It is argued that both intensive agricultural production and related working conditions are highly dynamic. Regional patterns have developed from small-scale family farming to become an industrialized part of the global agri-food system, which increasingly depends on seasonal labour. Simultaneously, consumer demand for year-round supply has caused relocations of the industry within Europe; areas of intensive greenhouse production have moved further south and even into North Africa. The authors investigate this Mediterranean agri-food system that transcends borders and is largely constituted byinvisible seasonal work. By revealing the story of food commodities loaded with implications of private profit seeking, exploitation, exclusion and multiple insecurities, the book unmasks the hidden costs of fresh food provisioning.

Three case study areas are considered in detail: the French region of Provence, a traditional centre of fresh fruit and vegetable cultivation; the Spanish Almería region where intensive production has, accelerated dramatically since the 1970s; and Morocco where counter-seasonal production has recently been expanding. The book also includes commentaries that refer to complemetary insights on US-Mexico, Philippines-Canada and South Pacific mobilities.
Autorenporträt
Jörg Gertel is Professor of Economic Geography at the University of Leipzig, Germany.

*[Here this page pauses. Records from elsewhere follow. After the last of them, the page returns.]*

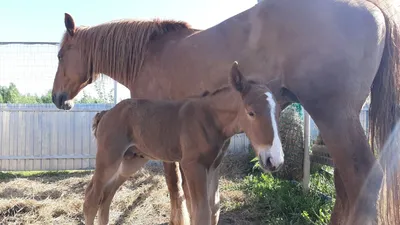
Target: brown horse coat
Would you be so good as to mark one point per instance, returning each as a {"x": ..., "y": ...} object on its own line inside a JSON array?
[
  {"x": 327, "y": 54},
  {"x": 193, "y": 132}
]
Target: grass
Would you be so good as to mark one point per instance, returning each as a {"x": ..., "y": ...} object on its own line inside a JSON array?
[{"x": 247, "y": 197}]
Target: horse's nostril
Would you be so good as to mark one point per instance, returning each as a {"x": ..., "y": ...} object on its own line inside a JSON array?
[{"x": 269, "y": 163}]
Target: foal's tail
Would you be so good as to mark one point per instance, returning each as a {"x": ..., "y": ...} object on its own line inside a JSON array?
[
  {"x": 384, "y": 113},
  {"x": 96, "y": 121}
]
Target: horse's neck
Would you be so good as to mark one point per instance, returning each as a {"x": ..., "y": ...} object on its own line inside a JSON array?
[{"x": 225, "y": 106}]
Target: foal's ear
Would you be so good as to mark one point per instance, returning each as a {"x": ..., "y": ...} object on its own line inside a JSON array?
[
  {"x": 238, "y": 81},
  {"x": 69, "y": 24}
]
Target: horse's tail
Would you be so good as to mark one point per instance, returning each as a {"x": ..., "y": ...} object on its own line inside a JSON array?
[
  {"x": 384, "y": 112},
  {"x": 96, "y": 121}
]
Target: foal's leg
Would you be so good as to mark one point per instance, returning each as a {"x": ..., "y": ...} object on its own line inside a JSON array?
[
  {"x": 126, "y": 169},
  {"x": 179, "y": 214},
  {"x": 186, "y": 192},
  {"x": 104, "y": 173},
  {"x": 196, "y": 177},
  {"x": 213, "y": 195},
  {"x": 341, "y": 208},
  {"x": 359, "y": 172}
]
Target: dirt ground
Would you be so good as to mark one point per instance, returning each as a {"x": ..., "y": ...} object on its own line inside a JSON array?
[{"x": 143, "y": 199}]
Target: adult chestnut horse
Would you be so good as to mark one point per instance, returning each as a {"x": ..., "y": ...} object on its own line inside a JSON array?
[
  {"x": 327, "y": 54},
  {"x": 193, "y": 132}
]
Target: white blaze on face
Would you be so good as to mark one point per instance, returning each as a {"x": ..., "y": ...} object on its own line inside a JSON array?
[{"x": 275, "y": 152}]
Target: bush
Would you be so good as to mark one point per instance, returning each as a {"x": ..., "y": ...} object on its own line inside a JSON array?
[{"x": 284, "y": 202}]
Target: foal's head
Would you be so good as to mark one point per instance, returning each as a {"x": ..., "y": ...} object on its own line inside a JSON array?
[{"x": 258, "y": 118}]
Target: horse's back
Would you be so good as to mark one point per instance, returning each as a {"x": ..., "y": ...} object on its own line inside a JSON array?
[{"x": 330, "y": 47}]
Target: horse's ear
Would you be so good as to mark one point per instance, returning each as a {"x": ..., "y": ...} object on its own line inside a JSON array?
[
  {"x": 69, "y": 24},
  {"x": 238, "y": 81}
]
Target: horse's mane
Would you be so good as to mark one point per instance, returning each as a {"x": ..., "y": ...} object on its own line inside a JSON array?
[
  {"x": 119, "y": 47},
  {"x": 223, "y": 88}
]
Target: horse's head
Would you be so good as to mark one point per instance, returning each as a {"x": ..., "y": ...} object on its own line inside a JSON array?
[
  {"x": 73, "y": 72},
  {"x": 258, "y": 118}
]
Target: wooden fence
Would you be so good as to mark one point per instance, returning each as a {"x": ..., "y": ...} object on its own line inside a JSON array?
[{"x": 41, "y": 137}]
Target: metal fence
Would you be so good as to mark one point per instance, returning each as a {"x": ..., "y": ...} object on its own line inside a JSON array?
[
  {"x": 41, "y": 137},
  {"x": 31, "y": 66}
]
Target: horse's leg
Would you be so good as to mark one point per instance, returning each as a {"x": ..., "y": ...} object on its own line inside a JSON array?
[
  {"x": 127, "y": 168},
  {"x": 196, "y": 178},
  {"x": 361, "y": 177},
  {"x": 186, "y": 192},
  {"x": 213, "y": 195},
  {"x": 173, "y": 176},
  {"x": 94, "y": 195},
  {"x": 341, "y": 208}
]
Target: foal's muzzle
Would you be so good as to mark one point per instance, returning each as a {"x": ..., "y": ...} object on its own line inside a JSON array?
[{"x": 61, "y": 102}]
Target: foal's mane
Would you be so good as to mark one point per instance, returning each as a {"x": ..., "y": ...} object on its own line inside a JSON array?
[
  {"x": 224, "y": 88},
  {"x": 119, "y": 47}
]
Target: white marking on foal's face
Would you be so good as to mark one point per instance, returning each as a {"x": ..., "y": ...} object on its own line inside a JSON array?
[{"x": 275, "y": 152}]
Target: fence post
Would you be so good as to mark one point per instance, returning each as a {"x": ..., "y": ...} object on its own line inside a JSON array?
[
  {"x": 306, "y": 162},
  {"x": 115, "y": 92}
]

Sarah Ruth Sippel is a geographer and Senior Researcher at the Centre for Area Studies, University of Leipzig, Germany.
Rezensionen
"Seasonal Workers in Mediterranean Agriculture looks behind the façade of a modern agro-food industry that links not just producing regions in France, Spain and Morocco but sources of migratory labor from North Africa, Eastern Europe and Latin America without which the entire system would yield neither fresh produce nor profit. This excellent monograph, based on exceptionally rich historical and ethnographic case studies, exposures the ugly underbelly and the radical precarity of a contemporary industrial agriculture operating in the long shadow of economic and social crisis. The authors provide a path-breaking and yet unsettling account of the social life of what passes as fresh and sustainable produce. A tour de force." - Michael Watts, Professor of Geography, Class of 1963 Chair, University of California, Berkeley, USA, author of Silent Violence: Food, Famine and Peasantry in Northern Nigeria and co-editor of books such as Globalizing Food: Agrarian Questions and Global Restructuring, Liberation Ecologies, Violent Environments, and Living under Contract.

"Proof yet again there is no such thing as a free, or even cheap, lunch! Seasonal Workers in Mediterranean Agriculture reminds us that what appear as externalized costs for consumers are deeply and literally internalized for the millions who toil so we can eat fresh. It is a sophisticated book with many important take-home messages, one of which being that we can't afford to keep eating this way." - Michael Carolan, Professor and Chair of Sociology at Colorado State University, USA and author of such books as The Real Cost of Cheap Food, Reclaiming Food Security, and Cheaponomics: The High Cost of Low Prices.

"Focusing upon Mediterranean agriculture, but drawing upon case studies from throughout the world, this collection offers a fascinating and detailed account of contemporary agrarian change. Contributors provide extensive evidence about how the burgeoning trade in fresh fruit and vegetables has produced a number of hidden costs - including the exploitation of foreign workers as companies seek ways of reducing labor costs, and environmental degradation as a more industrial form of agriculture takes hold. The book demonstrates that while 'eating fresh' might engender visions of happy and healthy consumers, a more nuanced examination of the spatio-temporal dynamics of agri-food globalization reveals an underside of social disadvantage and ecological destruction. In presenting an up-to-date and vivid account of social relations in the fresh fruit and vegetable trade, this book is a 'must read' for all scholars desiring a critical understanding of current global food provisioning." - Geoffrey Lawrence, Professor of Sociology, University of Queensland, Australia and President, International Rural Sociology Association.